His encouragement has worked — a handful of professors add extra hours in a classroom building to their schedules every semester, but they spend the time behind the desks rather than the lecterns.

“There are many reasons to encourage this, but perhaps most important is the need to cultivate a faculty instead of a pleasant but haphazard collection of isolated experts who occasionally bump into each other in a hallway,” Whalen said in an email. “By ‘a faculty,’ I mean a body of excellent teachers (and) scholars who have a largely common vision of the intellectual, moral, and spiritual good of undergraduate education and who are intellectually alert and interested in things beyond than their own expertise.”

This semester, Art Professor Barbara Bushey is taking Calculus, and she said she plans to take Calculus II next semester. Assistant Professor of Classics Laury Ward registered for Beginning French I with French Professor Anne Theobald.

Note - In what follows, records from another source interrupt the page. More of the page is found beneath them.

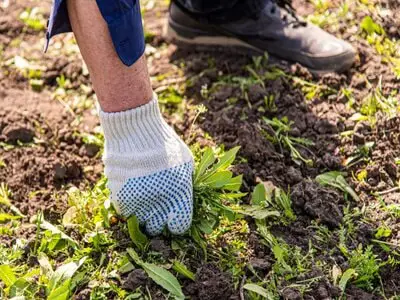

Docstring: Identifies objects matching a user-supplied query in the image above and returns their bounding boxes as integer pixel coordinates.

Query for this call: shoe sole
[165,20,355,75]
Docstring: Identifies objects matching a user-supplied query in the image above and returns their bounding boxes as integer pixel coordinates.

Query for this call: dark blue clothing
[46,0,266,65]
[46,0,145,67]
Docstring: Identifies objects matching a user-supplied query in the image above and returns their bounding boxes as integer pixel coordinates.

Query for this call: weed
[191,146,246,252]
[263,117,314,166]
[343,142,374,168]
[337,206,365,255]
[257,95,277,113]
[127,248,184,299]
[359,16,400,79]
[9,55,44,91]
[385,204,400,219]
[254,220,317,296]
[19,7,46,31]
[347,245,384,291]
[208,217,250,280]
[375,225,392,239]
[0,183,24,217]
[292,77,336,101]
[78,132,104,150]
[316,171,360,201]
[244,283,275,299]
[158,86,184,105]
[351,78,399,125]
[242,182,295,225]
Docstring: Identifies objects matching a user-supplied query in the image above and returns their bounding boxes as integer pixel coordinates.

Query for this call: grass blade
[172,261,195,281]
[243,283,274,299]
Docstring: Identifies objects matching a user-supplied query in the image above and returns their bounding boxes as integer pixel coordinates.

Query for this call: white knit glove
[99,95,193,235]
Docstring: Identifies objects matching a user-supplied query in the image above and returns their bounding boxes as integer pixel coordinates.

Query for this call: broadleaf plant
[192,146,246,252]
[316,171,360,201]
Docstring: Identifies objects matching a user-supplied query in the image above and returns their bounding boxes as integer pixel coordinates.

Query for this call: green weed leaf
[210,146,240,172]
[198,218,217,234]
[243,283,274,299]
[0,265,17,287]
[127,215,148,251]
[202,170,233,188]
[339,268,357,291]
[127,248,184,299]
[360,16,384,35]
[0,213,21,222]
[172,261,195,281]
[48,258,86,296]
[48,278,71,300]
[9,278,31,298]
[375,226,392,239]
[316,171,360,201]
[251,183,266,206]
[199,146,240,183]
[240,206,280,219]
[141,264,184,299]
[194,148,216,183]
[35,217,78,249]
[38,253,54,277]
[223,175,243,191]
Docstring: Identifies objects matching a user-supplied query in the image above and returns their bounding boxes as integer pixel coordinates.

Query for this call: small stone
[84,144,100,158]
[352,132,365,144]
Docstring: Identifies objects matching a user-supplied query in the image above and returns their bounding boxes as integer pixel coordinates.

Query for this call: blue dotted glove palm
[100,96,193,235]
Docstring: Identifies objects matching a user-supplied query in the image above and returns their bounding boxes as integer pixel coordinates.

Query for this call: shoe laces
[264,0,307,28]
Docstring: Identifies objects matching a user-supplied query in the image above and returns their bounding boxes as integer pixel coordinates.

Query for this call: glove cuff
[100,94,175,153]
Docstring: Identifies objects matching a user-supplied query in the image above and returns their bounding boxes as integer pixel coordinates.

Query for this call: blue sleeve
[46,0,145,67]
[96,0,145,66]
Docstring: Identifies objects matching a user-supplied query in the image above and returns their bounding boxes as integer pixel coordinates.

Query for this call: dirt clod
[149,237,174,258]
[291,181,343,228]
[122,269,149,291]
[2,123,35,144]
[282,287,302,300]
[185,264,234,300]
[249,257,271,272]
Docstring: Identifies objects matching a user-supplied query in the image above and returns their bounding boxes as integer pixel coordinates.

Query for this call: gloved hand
[99,95,193,235]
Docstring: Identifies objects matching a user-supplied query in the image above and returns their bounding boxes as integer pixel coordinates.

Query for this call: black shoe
[166,1,356,74]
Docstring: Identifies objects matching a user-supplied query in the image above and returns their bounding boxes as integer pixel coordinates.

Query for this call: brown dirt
[184,264,235,300]
[291,181,344,228]
[0,89,102,217]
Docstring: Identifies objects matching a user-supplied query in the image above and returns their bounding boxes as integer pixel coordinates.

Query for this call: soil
[0,0,399,299]
[184,264,235,300]
[0,89,102,217]
[291,181,344,228]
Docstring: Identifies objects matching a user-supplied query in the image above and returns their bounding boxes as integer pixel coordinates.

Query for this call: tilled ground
[0,0,399,299]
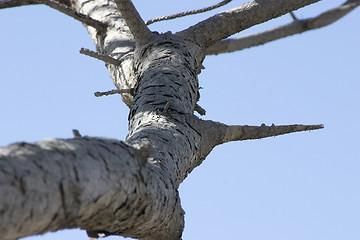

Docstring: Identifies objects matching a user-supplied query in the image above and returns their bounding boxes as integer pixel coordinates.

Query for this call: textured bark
[0,0,331,239]
[0,138,184,240]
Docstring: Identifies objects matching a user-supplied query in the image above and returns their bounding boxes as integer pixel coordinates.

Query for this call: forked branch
[206,0,360,55]
[177,0,321,48]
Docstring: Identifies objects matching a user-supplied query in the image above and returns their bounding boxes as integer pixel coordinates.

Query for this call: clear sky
[1,1,359,240]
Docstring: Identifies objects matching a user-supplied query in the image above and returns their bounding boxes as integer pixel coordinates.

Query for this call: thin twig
[94,89,132,97]
[289,12,298,21]
[145,0,232,25]
[80,48,122,66]
[206,0,360,55]
[114,0,153,45]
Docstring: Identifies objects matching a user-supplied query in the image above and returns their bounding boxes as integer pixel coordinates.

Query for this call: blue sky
[1,1,359,240]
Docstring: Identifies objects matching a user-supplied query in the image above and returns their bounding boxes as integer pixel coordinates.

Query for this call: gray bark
[0,0,328,239]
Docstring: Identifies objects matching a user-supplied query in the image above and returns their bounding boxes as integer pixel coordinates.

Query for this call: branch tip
[194,104,206,116]
[290,12,298,21]
[72,129,82,138]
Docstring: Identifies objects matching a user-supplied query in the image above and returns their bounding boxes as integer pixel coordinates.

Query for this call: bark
[0,0,330,239]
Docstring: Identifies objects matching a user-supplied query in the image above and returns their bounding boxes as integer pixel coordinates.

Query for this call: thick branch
[0,138,184,240]
[114,0,153,45]
[206,0,360,55]
[177,0,320,48]
[145,0,232,25]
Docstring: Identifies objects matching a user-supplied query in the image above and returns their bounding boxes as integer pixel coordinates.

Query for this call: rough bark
[0,0,331,239]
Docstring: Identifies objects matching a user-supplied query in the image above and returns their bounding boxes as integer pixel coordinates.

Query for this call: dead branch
[206,0,360,55]
[145,0,232,25]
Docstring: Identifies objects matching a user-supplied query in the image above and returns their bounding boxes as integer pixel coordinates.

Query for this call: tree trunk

“It has been delightful to refresh my conversational French through (Theobald’s) class, but the experience has also enriched my teaching through my observations of Dr. Theobald’s wonderful classroom presentations and my reflections on my own time as a student,” Ward said in an email.

Theobald herself has taken six classes since coming to Hillsdale in the fall of 2015: Western Heritage with History Professor Lucy Moye, France Since 1815 with History Professor Tom Conner, and four ballet classes with Holly Hobbs.

Like York’s return to photography, Theobald signed up for her ballet classes because she wanted to return to dance.

While Theobald took France Since 1815 to sharpen her knowledge of French history (her specialty is in 17th-century French literature) and audited Western Heritage to experience a core class at Hillsdale, she wanted to observe both Moye’s and Conner’s teaching skills to improve her own.

“It was really valuable to observe Dr. Moye’s lectures as well as her interactions with students. Since I teach in French, it’s a different kind of exchange,” Theobald said in an email. “I wanted to take a class with Dr. Conner, to benefit both from his knowledge about French history and his teaching wisdom. He thought it would be the last time he would teach his class on France, so I jumped at the chance. That was a great experience, too.”